By Jeremy Duda | Arizona Mirror
A new ad from the campaign for Proposition 127 alleges that Attorney General Mark Brnovich inserted biased language into the description of the measure that will appear on the ballot as a favor to APS, which is opposing the initiative.
As the election season heads into the home stretch, the campaign for a ballot measure that would mandate a dramatic increase in renewable energy use has largely shifted its focus from Proposition 127 to defeating Attorney General Mark Brnovich.

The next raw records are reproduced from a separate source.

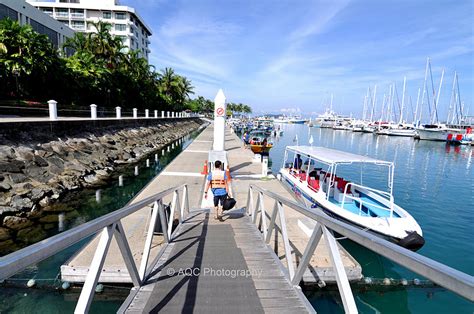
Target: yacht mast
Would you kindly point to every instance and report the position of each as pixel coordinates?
(373, 104)
(403, 100)
(416, 110)
(437, 96)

Clean Energy for a Healthy Arizona, the campaign committee for Proposition 127, decided to take aim at Brnovich’s re-election over the attorney general’s insistence on including language on the ballot that it considers biased. The proposition would require that Arizona utilities get 50 percent of their energy from renewable sources by 2030. The Attorney General’s Office inserted language into the ballot description of Prop. 127 stating that utilities will have to follow the new requirement “irrespective of cost.”

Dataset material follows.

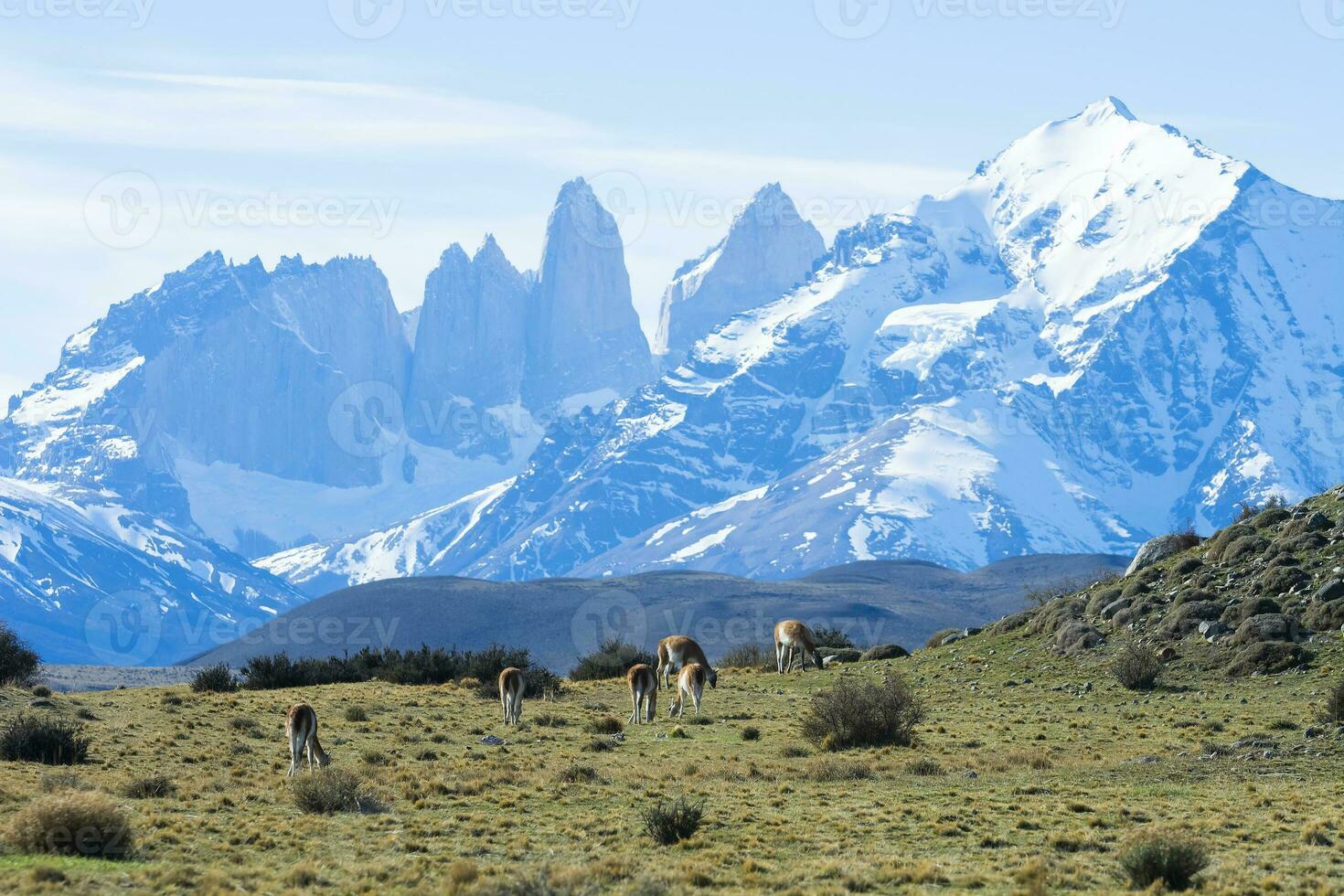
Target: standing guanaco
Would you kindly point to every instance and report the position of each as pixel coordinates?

In an ad that began airing on television last week, the Clean Energy campaign accused Brnovich of aiding Arizona Public Service by changing the ballot language for Prop. 127 because of the $425,000 that the utility giant contributed to the Republican Attorneys General Association in 2014. RAGA ran television ads in support of Brnovich’s 2014 campaign.
“Arizona’s top election officials called it eyebrow-raising. You can call it corrupt. To clean up Arizona and lower costs, vote no on Brnovich and yes on 127,” the ad says.